In looking at a vehicle rental operation with the goal of improving profitability, improving utilization is almost always near the top of the list of things to focus on.
However, improving utilization is usually easier said than done.
We choose and train customer service agents who like people and like to make customers happy. A rental agent with good customer service instincts will want to have the correct vehicle cleaned and ready for each reservation and, if possible, other vehicles available in case the customer wants to upgrade or decides that the vehicle reserved is not exactly what is needed.
However, the rate structure in the always competitive vehicle rental industry requires most vehicle rental operations to run high utilization to be profitable. This is why a successful rental operator must foster a culture of high utilization. Employees must be trained to think that running out of cars is good, not bad.
High utilization is impossible without a good fleet plan, which provides the right number and right mix of vehicles throughout the year. Fleet planning is one of the most important aspects of a successful car rental business, and could be the subject of a series of articles or even a book. We will talk about fleet planning techniques that help decide the correct number of vehicles. Fleet mix, manufacturers, risk versus program, and other aspects of a good fleet plan will not be discussed here.
Calculate Your Optimal Fleet Size
Predicting the future is never easy, and as we have seen recently, sometimes impossible. The best place to start looking into the future is to look at the past or, in this case, your history of renting vehicles. You should have a record of the number of vehicles on rent, ideally by day, but at least have monthly averages. If this history goes back two years or more you can look at year-over-year changes and seasonal factors, though even one year’s history is useful.

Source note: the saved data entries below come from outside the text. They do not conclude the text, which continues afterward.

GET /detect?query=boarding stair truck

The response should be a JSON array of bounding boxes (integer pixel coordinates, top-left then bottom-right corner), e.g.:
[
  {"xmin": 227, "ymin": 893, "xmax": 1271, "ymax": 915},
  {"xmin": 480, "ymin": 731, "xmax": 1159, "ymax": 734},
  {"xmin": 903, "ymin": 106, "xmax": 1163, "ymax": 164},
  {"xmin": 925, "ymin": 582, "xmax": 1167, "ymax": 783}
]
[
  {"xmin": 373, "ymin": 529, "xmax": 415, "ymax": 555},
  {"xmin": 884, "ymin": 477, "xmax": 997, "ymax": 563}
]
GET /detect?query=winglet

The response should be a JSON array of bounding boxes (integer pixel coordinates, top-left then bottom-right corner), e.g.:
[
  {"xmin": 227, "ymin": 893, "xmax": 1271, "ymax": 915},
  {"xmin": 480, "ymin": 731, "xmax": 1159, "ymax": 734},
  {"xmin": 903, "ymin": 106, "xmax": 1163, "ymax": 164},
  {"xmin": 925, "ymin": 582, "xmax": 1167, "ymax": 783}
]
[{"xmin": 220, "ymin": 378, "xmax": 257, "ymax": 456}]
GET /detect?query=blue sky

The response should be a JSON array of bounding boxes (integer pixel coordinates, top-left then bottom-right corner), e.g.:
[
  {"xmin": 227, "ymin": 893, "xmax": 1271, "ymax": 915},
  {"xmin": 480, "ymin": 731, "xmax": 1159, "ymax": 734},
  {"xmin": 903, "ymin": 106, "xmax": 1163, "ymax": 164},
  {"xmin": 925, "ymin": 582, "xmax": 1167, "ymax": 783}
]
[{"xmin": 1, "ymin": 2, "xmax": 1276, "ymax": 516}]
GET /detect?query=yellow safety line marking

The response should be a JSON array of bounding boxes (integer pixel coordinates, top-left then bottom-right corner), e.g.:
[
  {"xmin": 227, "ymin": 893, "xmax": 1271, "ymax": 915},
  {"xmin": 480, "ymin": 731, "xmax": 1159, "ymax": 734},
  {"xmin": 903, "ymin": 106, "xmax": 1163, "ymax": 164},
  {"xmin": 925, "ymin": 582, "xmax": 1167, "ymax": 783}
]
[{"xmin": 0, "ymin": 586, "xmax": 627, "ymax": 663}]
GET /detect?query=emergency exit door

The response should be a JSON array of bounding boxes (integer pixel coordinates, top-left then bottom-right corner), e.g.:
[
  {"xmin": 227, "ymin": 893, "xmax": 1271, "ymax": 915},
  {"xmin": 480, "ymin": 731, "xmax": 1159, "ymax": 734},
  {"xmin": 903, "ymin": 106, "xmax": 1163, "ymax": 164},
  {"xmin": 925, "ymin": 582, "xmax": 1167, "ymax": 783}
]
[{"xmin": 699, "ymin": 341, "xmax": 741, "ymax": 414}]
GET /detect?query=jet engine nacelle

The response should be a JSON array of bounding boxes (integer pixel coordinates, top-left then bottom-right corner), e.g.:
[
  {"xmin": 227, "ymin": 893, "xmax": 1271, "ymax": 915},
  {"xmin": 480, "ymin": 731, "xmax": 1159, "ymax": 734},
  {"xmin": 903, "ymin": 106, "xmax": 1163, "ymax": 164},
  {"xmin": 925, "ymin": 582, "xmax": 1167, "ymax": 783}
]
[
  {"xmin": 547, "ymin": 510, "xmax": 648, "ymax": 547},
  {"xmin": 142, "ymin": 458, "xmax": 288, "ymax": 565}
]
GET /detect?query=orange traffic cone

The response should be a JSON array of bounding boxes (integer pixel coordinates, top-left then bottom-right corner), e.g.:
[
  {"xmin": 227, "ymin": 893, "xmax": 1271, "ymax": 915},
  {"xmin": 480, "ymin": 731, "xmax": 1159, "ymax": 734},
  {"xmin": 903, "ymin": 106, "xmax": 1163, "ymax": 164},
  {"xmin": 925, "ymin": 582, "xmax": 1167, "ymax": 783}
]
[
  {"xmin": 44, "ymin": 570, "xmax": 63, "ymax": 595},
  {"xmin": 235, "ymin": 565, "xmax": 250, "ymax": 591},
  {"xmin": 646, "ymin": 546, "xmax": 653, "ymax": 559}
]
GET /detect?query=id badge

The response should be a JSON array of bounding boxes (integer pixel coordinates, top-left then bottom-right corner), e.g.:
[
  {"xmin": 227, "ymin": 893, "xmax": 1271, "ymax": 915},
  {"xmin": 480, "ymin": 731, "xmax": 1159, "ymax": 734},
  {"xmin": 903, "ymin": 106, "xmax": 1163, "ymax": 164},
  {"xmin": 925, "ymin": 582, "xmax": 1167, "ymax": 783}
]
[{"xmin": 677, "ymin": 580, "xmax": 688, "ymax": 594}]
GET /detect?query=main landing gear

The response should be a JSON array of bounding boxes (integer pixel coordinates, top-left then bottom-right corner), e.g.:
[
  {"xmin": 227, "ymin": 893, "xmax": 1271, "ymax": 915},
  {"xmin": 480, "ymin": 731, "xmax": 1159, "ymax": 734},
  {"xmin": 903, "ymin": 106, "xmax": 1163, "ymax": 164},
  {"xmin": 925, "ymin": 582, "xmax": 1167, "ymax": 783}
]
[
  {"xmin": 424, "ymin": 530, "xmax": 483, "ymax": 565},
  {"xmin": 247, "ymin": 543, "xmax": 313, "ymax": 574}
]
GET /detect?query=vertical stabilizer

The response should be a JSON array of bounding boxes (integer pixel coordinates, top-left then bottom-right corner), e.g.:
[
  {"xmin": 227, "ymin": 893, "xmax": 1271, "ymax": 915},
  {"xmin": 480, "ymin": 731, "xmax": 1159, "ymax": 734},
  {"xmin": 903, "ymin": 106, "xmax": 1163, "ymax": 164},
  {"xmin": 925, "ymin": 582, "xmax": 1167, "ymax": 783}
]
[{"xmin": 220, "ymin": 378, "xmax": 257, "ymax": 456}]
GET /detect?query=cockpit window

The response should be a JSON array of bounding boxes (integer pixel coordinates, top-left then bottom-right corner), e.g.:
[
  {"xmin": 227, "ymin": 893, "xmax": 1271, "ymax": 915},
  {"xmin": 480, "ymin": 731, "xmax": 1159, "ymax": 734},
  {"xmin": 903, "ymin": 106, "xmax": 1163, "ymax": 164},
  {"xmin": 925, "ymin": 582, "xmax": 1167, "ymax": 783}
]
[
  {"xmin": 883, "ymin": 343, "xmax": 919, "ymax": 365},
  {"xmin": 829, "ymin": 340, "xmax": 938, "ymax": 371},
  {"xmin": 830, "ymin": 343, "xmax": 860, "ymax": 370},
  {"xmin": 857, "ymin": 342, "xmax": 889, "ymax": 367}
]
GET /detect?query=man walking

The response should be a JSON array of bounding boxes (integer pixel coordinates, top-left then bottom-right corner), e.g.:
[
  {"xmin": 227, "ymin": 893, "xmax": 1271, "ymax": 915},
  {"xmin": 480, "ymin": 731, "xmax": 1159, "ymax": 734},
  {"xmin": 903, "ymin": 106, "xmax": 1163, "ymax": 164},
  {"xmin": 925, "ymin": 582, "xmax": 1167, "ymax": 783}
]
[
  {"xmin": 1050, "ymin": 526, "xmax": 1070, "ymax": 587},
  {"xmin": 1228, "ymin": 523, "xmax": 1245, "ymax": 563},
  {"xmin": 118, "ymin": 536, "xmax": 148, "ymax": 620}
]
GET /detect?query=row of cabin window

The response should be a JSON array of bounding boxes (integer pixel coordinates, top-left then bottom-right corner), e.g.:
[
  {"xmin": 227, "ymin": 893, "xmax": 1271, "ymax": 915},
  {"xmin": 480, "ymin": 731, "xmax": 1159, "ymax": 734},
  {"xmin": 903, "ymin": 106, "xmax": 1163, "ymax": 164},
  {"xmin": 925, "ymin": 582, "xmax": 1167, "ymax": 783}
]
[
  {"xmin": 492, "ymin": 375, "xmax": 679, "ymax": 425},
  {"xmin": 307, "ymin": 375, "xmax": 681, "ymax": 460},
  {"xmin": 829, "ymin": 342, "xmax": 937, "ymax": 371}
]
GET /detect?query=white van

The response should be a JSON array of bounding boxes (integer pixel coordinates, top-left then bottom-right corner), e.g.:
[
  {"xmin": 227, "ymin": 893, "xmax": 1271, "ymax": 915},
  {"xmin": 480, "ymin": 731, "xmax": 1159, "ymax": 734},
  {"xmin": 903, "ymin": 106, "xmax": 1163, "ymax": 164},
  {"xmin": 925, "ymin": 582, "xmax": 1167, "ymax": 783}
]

Though this is changing with the new economy, the industry historically tended to be over-fleeted. This is partly because we often measure ourselves by fleet size and partly because the manufacturers used to make it very tempting and easy to add fleet. Those days are probably gone, but it is still a very useful exercise to look at what size fleet we should have had in the recent past.
If you only have monthly average on-rent data available, divide each month’s average on rent by 0.85. This gives you a simplistic view of the fleet size you would have needed to achieve 85 percent utilization. If you have daily numbers, write down the highest number of vehicles on rent each month. Add 2 percent for vehicles in service. This gives you the number of vehicles you would have needed to never lose a rental by being out of vehicles. However, this is not the correct size fleet, because no operation can afford to never be out of cars. Calculate the average on rent for each month and you will see that the fleet size we just arrived at does not yield good utilization.